Some examples of investment anchoring:
• Many investors buy a share at price of R25, watch it move ahead to a high of say R40 on positive news, but then slip back slightly to say R37. They now anchor on the high price of R40, believing that prices below this now represent a discount and possibly a buying opportunity.
• Price indices, such as the Dow at 10 000 become an anchor point.
• Forecasts or earnings upgrades tend to be anchored around percentage increases or decreases from a particular base.

For example, an analyst forecasts that a company will post a quarterly earnings of 65c/share, but the company actually posts 75c/share. The analyst then tends to raise his forecast for the next quarter’s earnings, but not by enough.
Yet another type of anchoring is when investors tend to hold onto an underperforming investment, waiting for it to get back to its original cost, so that it will ‘break even’
Examples:
1. Property valuations. Real Estate agents have used anchoring to good effect in their property valuation techniques, which centred on “comparative pricing”. By anchoring on recent area sales values, both buyer and seller, have a cognitive anchor.

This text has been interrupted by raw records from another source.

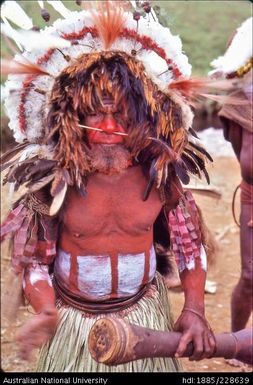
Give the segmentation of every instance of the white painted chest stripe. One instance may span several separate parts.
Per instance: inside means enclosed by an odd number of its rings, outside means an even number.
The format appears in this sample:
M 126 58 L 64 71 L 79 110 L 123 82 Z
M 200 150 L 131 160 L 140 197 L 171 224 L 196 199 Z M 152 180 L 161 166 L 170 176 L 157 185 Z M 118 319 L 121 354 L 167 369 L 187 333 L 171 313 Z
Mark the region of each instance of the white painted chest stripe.
M 156 271 L 154 247 L 150 249 L 149 281 Z M 77 257 L 78 289 L 85 296 L 102 297 L 111 294 L 112 270 L 108 255 L 85 255 Z M 145 269 L 145 253 L 118 255 L 118 295 L 136 294 L 142 284 Z M 69 289 L 70 254 L 59 250 L 55 261 L 55 274 L 66 289 Z

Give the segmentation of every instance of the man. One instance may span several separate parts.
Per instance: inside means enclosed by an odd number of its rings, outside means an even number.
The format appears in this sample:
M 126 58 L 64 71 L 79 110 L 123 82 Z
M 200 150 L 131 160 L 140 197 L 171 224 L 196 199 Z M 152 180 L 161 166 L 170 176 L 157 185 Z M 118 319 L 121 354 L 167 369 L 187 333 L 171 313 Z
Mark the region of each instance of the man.
M 215 340 L 204 315 L 204 238 L 180 183 L 188 172 L 207 176 L 208 154 L 188 132 L 192 116 L 180 92 L 164 87 L 189 71 L 178 40 L 157 21 L 136 12 L 132 20 L 108 2 L 55 29 L 71 47 L 36 56 L 53 78 L 40 73 L 21 84 L 15 127 L 16 138 L 36 144 L 19 145 L 22 159 L 6 165 L 6 180 L 28 188 L 2 226 L 3 237 L 14 233 L 13 267 L 36 312 L 19 332 L 21 355 L 28 359 L 44 345 L 40 371 L 99 372 L 106 368 L 92 360 L 86 338 L 105 313 L 171 330 L 156 272 L 168 271 L 171 244 L 185 295 L 174 326 L 183 333 L 176 356 L 193 342 L 191 359 L 208 357 Z M 29 107 L 38 94 L 42 112 Z M 10 93 L 7 109 L 13 105 Z M 180 364 L 155 358 L 110 370 L 177 371 Z
M 231 329 L 236 332 L 246 327 L 253 305 L 252 18 L 247 19 L 236 30 L 224 56 L 216 59 L 212 64 L 216 68 L 212 76 L 235 80 L 237 89 L 229 94 L 229 98 L 242 101 L 241 104 L 235 104 L 228 99 L 219 112 L 225 139 L 233 146 L 242 175 L 240 184 L 241 273 L 231 299 Z

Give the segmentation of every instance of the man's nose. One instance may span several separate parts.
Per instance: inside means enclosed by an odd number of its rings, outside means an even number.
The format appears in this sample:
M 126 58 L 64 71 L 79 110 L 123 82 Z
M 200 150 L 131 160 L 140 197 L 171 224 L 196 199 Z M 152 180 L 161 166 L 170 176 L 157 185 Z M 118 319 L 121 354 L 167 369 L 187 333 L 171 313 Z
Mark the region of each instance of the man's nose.
M 106 116 L 102 122 L 103 131 L 111 134 L 114 131 L 117 131 L 117 122 L 111 116 Z

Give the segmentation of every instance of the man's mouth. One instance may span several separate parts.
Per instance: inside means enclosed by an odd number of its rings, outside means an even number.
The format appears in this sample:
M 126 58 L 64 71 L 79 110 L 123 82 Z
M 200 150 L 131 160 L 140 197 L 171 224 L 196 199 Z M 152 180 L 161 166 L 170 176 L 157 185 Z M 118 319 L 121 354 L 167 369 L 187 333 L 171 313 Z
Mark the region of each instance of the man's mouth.
M 100 144 L 120 144 L 123 143 L 123 137 L 128 136 L 124 132 L 106 132 L 102 130 L 101 128 L 97 127 L 90 127 L 85 126 L 82 124 L 79 124 L 80 127 L 86 128 L 88 130 L 91 130 L 92 133 L 90 133 L 90 139 L 89 141 L 92 143 L 100 143 Z
M 123 143 L 123 137 L 115 134 L 108 134 L 106 132 L 95 132 L 90 137 L 90 142 L 100 144 L 120 144 Z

This works well in a “normal” market, but the pricing error mechanism is soon seen when prices fall 25% in one year from a peak, i.e. prices push up steadily but surely, using anchoring to good effect, but they reach an extreme point.
2. Past history. Investors can become anchored to the economic state of a company or even a country. An example in South Africa is where investors anchor to the fact that Remgro is a bellwether (i.e. leading) stock. But this may not always be the case. Japan became an economic powerhouse in the 1980s and investors thought it would last for decades – it did not.

In other words, urges Ian de Lange: “At all times, investors need to take a step back and adopt a clean slate approach to their investments.”